Tschesch profitierte lebenslang von engen schlesisch-landsmannschaftlichen Kontakten (darunter zu Abraham von Franckenberg), er trat als Autor zahlreicher Epigramme in Erscheinung (die von der Autorin biografisch bzw. als Selbstzeugnisse ausgewertet werden) und er verfasste Traktate unterschiedlichen Umfangs, von denen insbesondere die Verfasserschaft der anonym erschienenen "Treuhertzigen Erinnerung" ausführlich diskutiert und Tschesch als mutmaßlichem (Mit-) Verfasser zugeschrieben wird (97-120) - was bislang auch schon vermutet worden war. Im Lauf seines Lebens entwickelte sich Tschesch demnach immer stärker vom irenisch beeinflussten Reformierten zum dogmenkritischen Spiritualisten, dessen individualistische Frömmigkeit auf Ideen von Nachfolge Christi und Wiedergeburt beruhten (148, pass.). Tschesch rezipierte spätmittelalterliche Mystiker ebenso wie Jakob Böhme, letzteren allerdings - wie die Verfasserin verdeutlicht - eher in einer späteren Lebensphase und durchaus selektiv: insbesondere im Hinblick auf eine konfessions- und religionsunabhängige Spiritualität, die ausgewählte Fromme "alle[r] Völker und Menschen" (197) einschließe.
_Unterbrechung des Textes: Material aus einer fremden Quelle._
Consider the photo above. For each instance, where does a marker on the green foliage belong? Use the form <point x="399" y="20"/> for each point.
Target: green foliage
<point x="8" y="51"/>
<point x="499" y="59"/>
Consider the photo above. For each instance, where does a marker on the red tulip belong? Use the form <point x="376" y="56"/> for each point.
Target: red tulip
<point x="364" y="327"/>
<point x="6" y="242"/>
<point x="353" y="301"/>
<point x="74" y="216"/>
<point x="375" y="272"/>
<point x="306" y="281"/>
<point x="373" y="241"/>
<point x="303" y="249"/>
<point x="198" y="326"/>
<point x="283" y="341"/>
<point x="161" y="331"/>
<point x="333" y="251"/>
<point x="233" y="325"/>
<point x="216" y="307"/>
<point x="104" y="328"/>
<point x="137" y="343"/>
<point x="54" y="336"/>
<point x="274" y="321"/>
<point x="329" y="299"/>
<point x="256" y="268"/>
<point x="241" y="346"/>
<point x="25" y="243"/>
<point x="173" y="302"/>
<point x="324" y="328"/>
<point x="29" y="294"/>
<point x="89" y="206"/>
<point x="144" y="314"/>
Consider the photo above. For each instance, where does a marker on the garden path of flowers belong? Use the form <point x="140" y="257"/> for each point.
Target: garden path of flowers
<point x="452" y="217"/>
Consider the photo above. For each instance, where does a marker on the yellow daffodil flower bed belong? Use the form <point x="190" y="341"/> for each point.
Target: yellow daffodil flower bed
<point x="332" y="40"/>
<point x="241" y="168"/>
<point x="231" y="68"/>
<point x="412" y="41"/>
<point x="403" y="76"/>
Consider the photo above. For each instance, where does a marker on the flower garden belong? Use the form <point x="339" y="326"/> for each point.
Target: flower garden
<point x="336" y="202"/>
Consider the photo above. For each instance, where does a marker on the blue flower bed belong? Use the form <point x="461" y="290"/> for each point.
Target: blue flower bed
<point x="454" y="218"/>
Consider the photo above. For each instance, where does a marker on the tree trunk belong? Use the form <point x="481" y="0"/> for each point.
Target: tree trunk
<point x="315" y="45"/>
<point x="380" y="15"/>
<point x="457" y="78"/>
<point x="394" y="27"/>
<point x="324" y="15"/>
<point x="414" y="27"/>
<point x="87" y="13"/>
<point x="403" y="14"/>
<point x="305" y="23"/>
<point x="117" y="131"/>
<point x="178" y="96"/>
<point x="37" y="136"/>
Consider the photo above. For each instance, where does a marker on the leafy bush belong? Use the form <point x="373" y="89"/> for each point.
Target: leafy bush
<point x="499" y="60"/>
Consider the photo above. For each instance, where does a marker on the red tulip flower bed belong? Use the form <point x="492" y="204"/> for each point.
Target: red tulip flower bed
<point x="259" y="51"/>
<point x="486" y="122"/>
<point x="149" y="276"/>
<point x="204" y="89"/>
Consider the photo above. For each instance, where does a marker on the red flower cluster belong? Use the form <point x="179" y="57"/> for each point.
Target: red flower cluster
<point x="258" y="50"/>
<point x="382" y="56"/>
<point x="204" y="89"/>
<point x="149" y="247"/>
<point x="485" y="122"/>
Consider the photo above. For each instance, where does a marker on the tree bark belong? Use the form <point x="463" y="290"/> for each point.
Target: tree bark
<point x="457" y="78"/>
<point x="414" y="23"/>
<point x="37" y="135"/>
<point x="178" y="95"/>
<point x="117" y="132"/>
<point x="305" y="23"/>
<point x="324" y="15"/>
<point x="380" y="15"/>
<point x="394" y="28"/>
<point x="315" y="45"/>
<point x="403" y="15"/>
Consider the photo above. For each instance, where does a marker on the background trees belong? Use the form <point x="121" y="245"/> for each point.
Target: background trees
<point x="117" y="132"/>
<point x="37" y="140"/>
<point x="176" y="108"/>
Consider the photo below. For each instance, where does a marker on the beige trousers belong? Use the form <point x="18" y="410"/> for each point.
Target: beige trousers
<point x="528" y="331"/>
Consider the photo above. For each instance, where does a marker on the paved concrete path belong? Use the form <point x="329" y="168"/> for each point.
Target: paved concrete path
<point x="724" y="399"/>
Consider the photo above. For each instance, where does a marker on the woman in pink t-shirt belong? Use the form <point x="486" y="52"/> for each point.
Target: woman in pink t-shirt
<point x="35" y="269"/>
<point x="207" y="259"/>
Tscheschs Briefkontakte legen nahe, dass ihm eine lockere, urkirchlich motivierte Vergemeinschaftung dieser Frommen am Herzen lag. Im Zentrum seiner Frömmigkeit stand demnach eine spezifische "Suprakonfessionalität", die die Verfasserin als charakteristisch für sein Wirken ansieht (190-198).
Der Protagonist der Studie stellt sich insgesamt facettenreicher dar denn nur als Böhme-Apologet bzw. als Vorläufer des Pietismus. Trotz seiner langjährigen Anstellung als herzoglicher Amtsträger propagierte er insbesondere in seiner zweiten Lebenshälfte eine Abkehr von der Welt und von kirchlich-konfessionellen Dogmen zugunsten individueller Gotteserkenntnis. Seine Lektüren scheinen durchaus vielfältig gewesen zu sein (vgl. 259-291; allerdings sind insgesamt nur sieben Bücher überliefert, die sich sicher auf Tscheschs Bibliothek zurückführen lassen, 267), und als Autor und Leser war er Teil einer schlesischen Gelehrtenkultur: skeptisch gegenüber paracelsistisch-alchemistischem Gedankengut ebenso wie gegenüber prophetischen Separatisten vom Schlage Gifftheils.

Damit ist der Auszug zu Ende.